One Thing at a Time
(To view the February 2018 newsletter where this was first published click here.)
This winter I have found myself being particularly busy with a number projects to do and duties to keep in balance and I am reminded of my enjoyment of juggling. Working meditation is how we bring the mind of meditation to our daily activities, like in sitting meditation we just drop whatever we are distracted with and return to just sitting, we can also use each activity of our day as a sort of anchor to return to when we notice we are distracted from what needs to be done. When I was taught to do working meditation, I was taught that it is helpful to do just one thing at a time and to bring my full attention to that thing. This always seemed a little vexing since I was making my living as a cook in a busy kitchen at the time and I didn’t have the luxury to do things “one thing at a time” in a linear fashion. Even when I worked in the monastery kitchen at Shasta Abbey, this linear way of thinking about “one thing at a time” was turned on its ear.
I must say though that bringing the mind of meditation to my work has been one of the most fruitful ways practice has helped me. When I was a cook, it occurred to me that an interesting thing about juggling a number of objects is that, in a sense a juggler is only doing one thing at a time: catch, throw, catch, throw. (Flip the eggs, stir the spuds, set up the plates, start an omelette, etc.) The body is physically doing one thing and the mind is aware and still, in unity with the body. In the writing of great Master Bankei, there is a description of a woman sewing and chatting with her friends and Bankei says she can do this because she is not in conflict with her own Buddha nature, she hasn’t divided her mind into two or more things.
As tasks mount up and time seems to run short, I find myself going into a kind of distraction or split when I resist circumstances or doubt my basic unity, and part of my own internal practice is learning how to identify this resistance and to let it go. When I can do this, things look different. It is not that I magically become able to do more, although without the resistance I do seem to get what needs doing done, it is more that I seem to be better able to accept circumstances as they are and work with them in a more creative way.
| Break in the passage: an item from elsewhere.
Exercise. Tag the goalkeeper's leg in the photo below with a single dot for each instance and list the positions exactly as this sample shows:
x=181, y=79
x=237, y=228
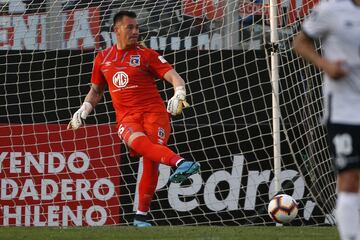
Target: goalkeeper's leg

We are, of course, human beings with a limited capacity to do things within the confines of what our human body can do (and what it needs, including appropriate rest and rejuvenation) and the time we may have. By focusing our minds through practice, and taking up one thing at a time, we can clarify what, in a grounded sort of way, organic to us, it is that we actually need to be doing in our lives. We can begin to clarify where we divert our energies and attention into the unnecessary.